November 14th, 2002, 04:03 AM
easy way to get in
i'm really confused by /cgi-bin 'common gateway interface' ... what is in that directory ... pearl scripts/python scripts/java/java sctipts ... just some of those or all of those ... and if all how can html recognize which one is which ... is there any way to tell what's inside remotely ... and if so how can i hide what is there ...i want to set up my own html server on cable but i'm afraid i don' really know enough about cgi to use it on my new site (which is by the way all ready to go) but i don't wanna create any dynamic content w/out enough knowledge... (as far as those who will want me to use java... i really don't like it at all and most of all i don't agree with their licenses so **** sun) help me and if you don't care at least give me relevant links
November 14th, 2002, 11:03 AM
I don't know much about how it all actually works, since web programming isn't my forte, but these sites *should* tell you all you need to know bout the PERL side.

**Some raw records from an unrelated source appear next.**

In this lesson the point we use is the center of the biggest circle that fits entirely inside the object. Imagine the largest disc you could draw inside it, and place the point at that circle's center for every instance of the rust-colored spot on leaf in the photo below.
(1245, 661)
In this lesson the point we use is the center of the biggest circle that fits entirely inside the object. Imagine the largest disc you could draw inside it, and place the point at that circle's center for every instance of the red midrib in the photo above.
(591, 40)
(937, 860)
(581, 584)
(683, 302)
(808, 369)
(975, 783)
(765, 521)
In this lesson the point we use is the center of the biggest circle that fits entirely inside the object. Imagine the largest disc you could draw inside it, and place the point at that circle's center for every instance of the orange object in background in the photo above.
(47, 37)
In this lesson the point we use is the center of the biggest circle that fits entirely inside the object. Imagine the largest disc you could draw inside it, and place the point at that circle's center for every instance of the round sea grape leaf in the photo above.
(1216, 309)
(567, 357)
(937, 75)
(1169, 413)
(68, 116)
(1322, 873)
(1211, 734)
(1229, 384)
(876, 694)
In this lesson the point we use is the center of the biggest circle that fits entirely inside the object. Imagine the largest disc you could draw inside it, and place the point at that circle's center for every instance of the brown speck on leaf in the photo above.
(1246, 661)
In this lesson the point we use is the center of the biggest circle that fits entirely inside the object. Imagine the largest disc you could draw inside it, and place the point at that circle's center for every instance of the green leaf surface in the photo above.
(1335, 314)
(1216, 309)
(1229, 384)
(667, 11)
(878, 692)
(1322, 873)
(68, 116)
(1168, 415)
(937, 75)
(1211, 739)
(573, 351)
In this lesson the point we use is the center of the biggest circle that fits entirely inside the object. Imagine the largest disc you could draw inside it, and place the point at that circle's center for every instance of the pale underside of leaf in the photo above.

I\'m drunk, and right now I\'m so in love with you.
November 14th, 2002, 11:41 AM
it's not the case of hidding them from others. A better view is if it's not needed don't include it. But what you are asking is a massive question, any cgi page you write could because of the way it has been writen, it could become a security risk.
Have a look at http://www.owasp.org they have a very good and complete document on how to secure a web application
Hope that helps
PS a little advice if you are going to post for information like this try google first
I\'m a SittingDuck, but the question is \"Is your web app a Sitting Duck?\"
November 14th, 2002, 09:49 PM
The most common language used with cgi is perl (Pratical Extraction and Resource Language), but i think you can use any programming language,
as long as you have the right compiler on the server(don't quote me on that).
unless the server is really badly configured you shouldn't be able to see whats in the cgi-bin directory.
you call cgi scripts using a HTML eg;
\"I can resist everything, except temptation.\" - Oscar Wilde
November 15th, 2002, 12:22 AM
The way the HTML code recognizes what kind of file your trying to run is in the extension of the file. If your HTML link is
The extension of the file is pl, which is an extension for perl files.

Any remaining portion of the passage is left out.